“There certainly must be some big towns in this region,” argued Henri, thinking of the railway they had seen, “and I’ll warrant we can get a tank supply with the exercise of a little nerve and diplomacy.”
“That is just what you will have to use, and, I might say, all you have to use to get it,” put in Billy. “You and I haven’t a red cent between us, and I doubt if our friends here transferred their gold and silver to the new, or, rather, old clothes they are wearing.”
“We didn’t,” exclaimed Macauley, “but I could tell you to whose clothes the few shillings we carried were transferred: Abou, peace be with him—not.”
“Yet we have Billy’s watch,” advanced Henri, with a grin; “heirloom though it is, the sacrifice must be made.”
The Bangor boy cast a rebuking glance at his chum, for that battered “turnip” had outworn long-continued fun-making, as well as any value for exchange it had ever possessed.
“What’s that saying, Billy, that you sprung on us the other day, ‘luck is stuck on the efficient,’ or something like that? Maybe it will work if you hustle right on the petrol trail.”

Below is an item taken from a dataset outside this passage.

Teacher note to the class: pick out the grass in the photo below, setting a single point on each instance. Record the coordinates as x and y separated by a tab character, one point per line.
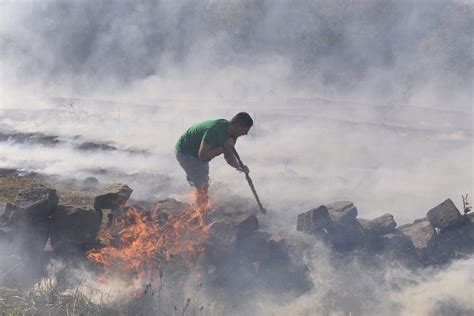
13	182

Canby was the speaker, and he owed Billy one for the way the latter had laughed when Macauley and himself made their début as Turks.
Seeing that he was getting the worst of it, Billy crossed in with:
“Too much talk; we’d better be pulling out.”
There was no dissent to this, and after Macauley and Canby had appropriated and filled two of the goatskin water pouches, the aviation party took to the air.